They Called Me, Mrs. Jasmine: How Becoming a Teacher Healed Me
- The Ebony Quill

- Feb 17, 2025
- 2 min read
Verse of the day: Proverbs 22:6 "Train up a child in the way he should go; even when he is old he will not depart from it."

Becoming an educator taught me a great deal about life and ways to navigate this world. I've always felt that maybe God allowed me to teach, in order to show me that I was capable of more than I thought. In many ways, teaching saved my life. I was 19 when I became an assistant/floater, I'd recently left my fast food service job where I'd been, for lack of a better word "attacked" by a manager. This experience scared me in terms of how I viewed leadership, especially if they were a woman.
I'd be trained and mentored for two years before I am given my first class as a lead.
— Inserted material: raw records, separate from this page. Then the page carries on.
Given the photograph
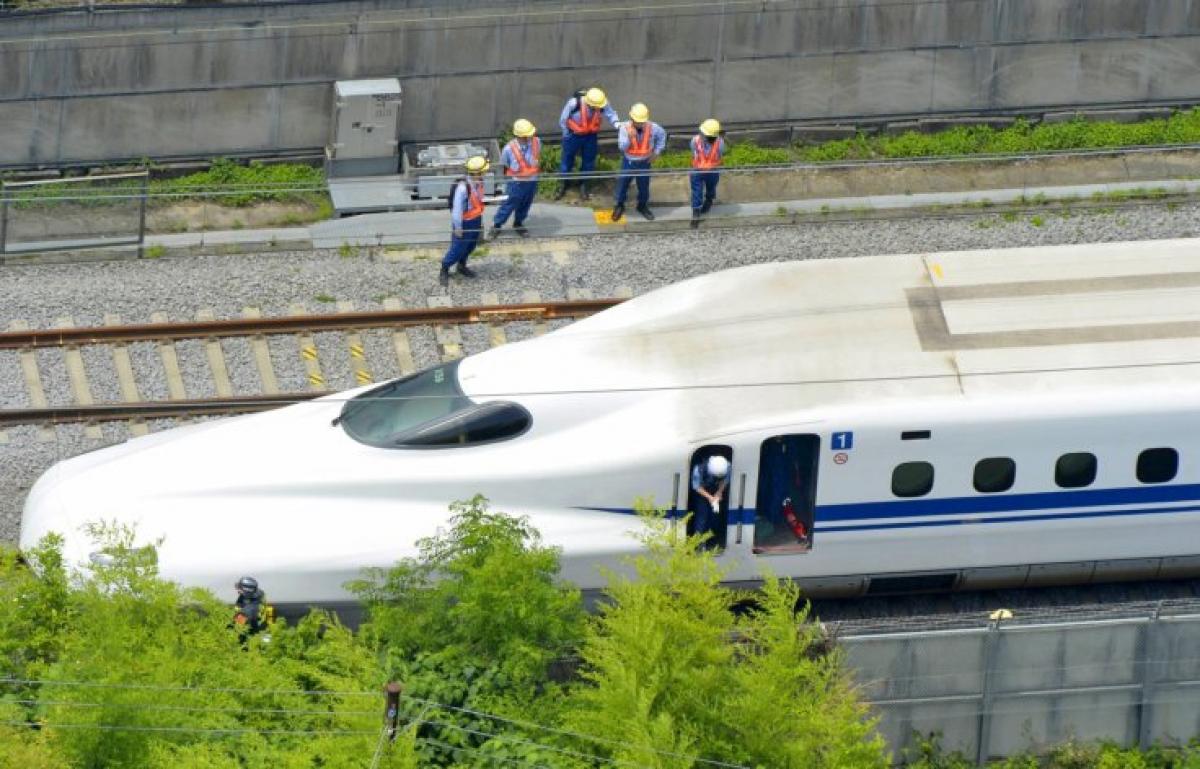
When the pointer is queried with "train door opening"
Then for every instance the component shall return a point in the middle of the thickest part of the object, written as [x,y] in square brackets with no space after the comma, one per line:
[787,494]
[709,478]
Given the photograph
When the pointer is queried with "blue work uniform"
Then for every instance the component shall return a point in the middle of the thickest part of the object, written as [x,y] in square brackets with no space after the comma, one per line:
[706,161]
[521,167]
[466,217]
[705,517]
[639,148]
[581,130]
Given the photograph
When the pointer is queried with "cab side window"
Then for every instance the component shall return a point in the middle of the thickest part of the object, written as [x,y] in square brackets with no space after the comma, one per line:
[912,479]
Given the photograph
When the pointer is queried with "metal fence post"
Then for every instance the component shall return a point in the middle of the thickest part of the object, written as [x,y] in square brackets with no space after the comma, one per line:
[142,214]
[4,218]
[990,641]
[1149,677]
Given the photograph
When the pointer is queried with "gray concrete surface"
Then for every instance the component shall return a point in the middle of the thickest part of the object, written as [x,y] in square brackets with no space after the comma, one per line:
[431,227]
[93,86]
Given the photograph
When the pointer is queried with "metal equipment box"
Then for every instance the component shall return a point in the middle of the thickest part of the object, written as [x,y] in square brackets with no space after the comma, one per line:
[435,167]
[365,131]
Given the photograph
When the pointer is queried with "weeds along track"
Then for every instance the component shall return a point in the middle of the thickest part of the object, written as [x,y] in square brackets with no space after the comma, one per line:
[283,349]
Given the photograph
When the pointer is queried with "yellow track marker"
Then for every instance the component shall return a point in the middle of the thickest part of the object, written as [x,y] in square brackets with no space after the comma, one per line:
[358,352]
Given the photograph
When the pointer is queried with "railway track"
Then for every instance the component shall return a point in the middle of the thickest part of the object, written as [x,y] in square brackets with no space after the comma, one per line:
[67,342]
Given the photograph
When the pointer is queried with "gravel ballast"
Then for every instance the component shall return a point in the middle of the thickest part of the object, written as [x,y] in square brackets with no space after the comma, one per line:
[181,287]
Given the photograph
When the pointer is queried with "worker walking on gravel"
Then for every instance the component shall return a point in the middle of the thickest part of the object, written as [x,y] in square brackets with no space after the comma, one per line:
[707,150]
[520,160]
[466,218]
[580,122]
[640,140]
I always refer to my first 4 years of teaching as my "golden years" I was good at what I did and everyone knew it. I felt good about being a teacher, I loved my students and their success was my own. I was known for my whimsical and fun loving nature, dressing up during special holidays, decorating my classroom every week to match our theme and providing enriching activities for my students each day, all with a smile and can-do attitude. I was young, excited and filled with a seemingly never ending supply of energy. It was one of the most beautiful chapters of my life. My students blossomed and thrived under my care and it was regarded highly by most who knew me and even those that didn't.
But just like all good things, it always comes to an end....
Burnout killed my love for teaching and a lack of genuine support made me vow that once I'd left, I'll never do it again.....It saddened me because I'd grown to care for it so much. I'd learned what it truly meant to be responsible for myself through my responsibility of others. I learned how to manage and promote peace in a classroom of 12-25 students between the ages of 2-5. I learned the importance and means of caring for myself in caring for the needs of others. The oddest thing of it all was just how familiar it all felt to me, as if just as my hands were meant to hold a paintbrush or a pen, they had also been made to hold and guide a small hand toward their own purpose as I'd been. It was a new pain for me....I've never had a passion die before.
Looking back on everything now, I believe maybe I did not want to be a teacher only because I felt I would not be very good at it.
I found my greatest joy and reached my lowest low in a classroom...and for both, I am thankful.
"For the love of life and the pursuit of the arts, stay prayerful and write on."